Vulnerable Wigan people who fall foul of the law were being guaranteed “the right support, in the right place, at the right time,” under a new service launched today.
At set points within the criminal justice system – police custody, court, or preparing for release – detainees will be assessed by liaison and diversion staff, and ones affected by mental ill health, homelessness or learning disabilities, will be helped to access support as soon as possible.
Greater Manchester is leading the way in this field, and is the only UK area providing a fully integrated health and diversion service.
Commissioned by Greater Manchester’s Combined Authority and Health and Social Care Partnership, it aims to divert vulnerable people away from the criminal justice system and into the hands of services better able to tackle the causes of their behaviour.
Available to both adult and young offenders, the integrated service aims to support people affected by physical and mental ill health, learning disabilities, debt, homelessness, drug addiction, and PTSD.

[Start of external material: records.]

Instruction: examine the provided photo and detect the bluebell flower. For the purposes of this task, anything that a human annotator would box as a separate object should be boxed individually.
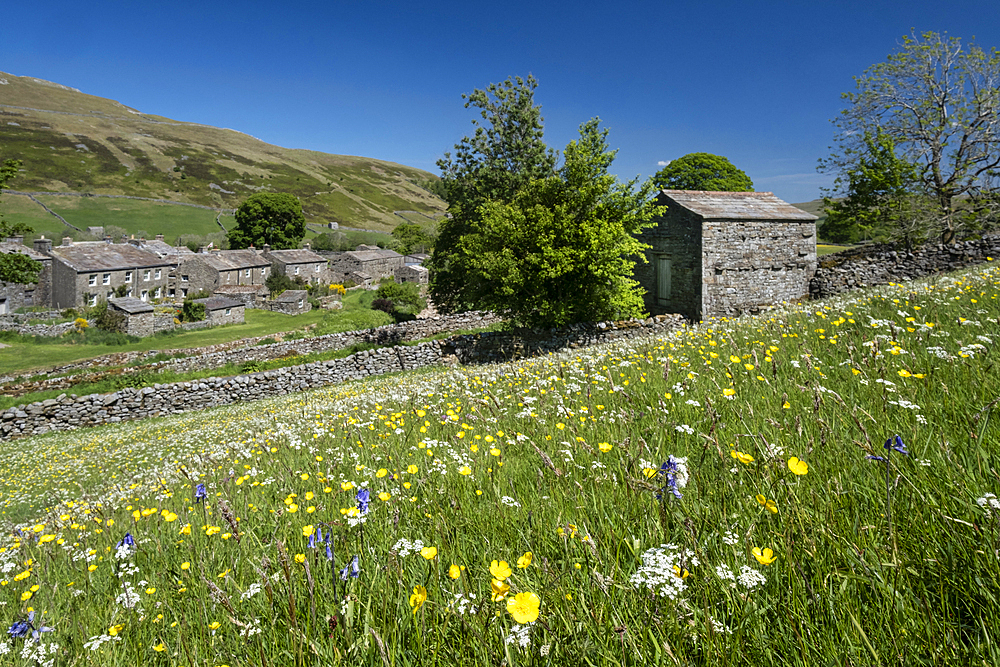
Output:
[340,556,361,581]
[883,435,910,456]
[357,489,371,516]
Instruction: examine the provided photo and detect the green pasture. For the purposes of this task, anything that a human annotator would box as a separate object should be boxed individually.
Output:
[0,265,1000,666]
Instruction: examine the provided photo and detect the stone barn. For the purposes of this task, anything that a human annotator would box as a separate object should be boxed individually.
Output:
[635,190,816,321]
[108,296,155,338]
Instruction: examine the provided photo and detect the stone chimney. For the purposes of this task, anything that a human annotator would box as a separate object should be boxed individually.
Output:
[34,236,52,255]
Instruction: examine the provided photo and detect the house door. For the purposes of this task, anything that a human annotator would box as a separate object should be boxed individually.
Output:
[656,257,670,306]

Providing the detainee has given them consent, staff screen and assess them, sharing relevant information with criminal justice agencies to inform charging and sentencing decisions. They are also helped to access appropriate services, such as mental and physical health care, social care, substance misuse services and safeguarding support.
Baroness Beverley Hughes, deputy mayor for policing and crime, said: “While keeping the public safe is the number one priority, it’s clear that a custody cell or prison is not always the right place for vulnerable people, such as veterans, homeless people, or people with learning disabilities.
The criminal justice system doesn’t solve their problems and doesn’t put a stop their behaviour. Too often their actions are directly linked to problems in other areas of their life – a disruption in taking prescribed medication, problems managing debt, alcohol addiction, housing problems. These are the issues that need resolving.”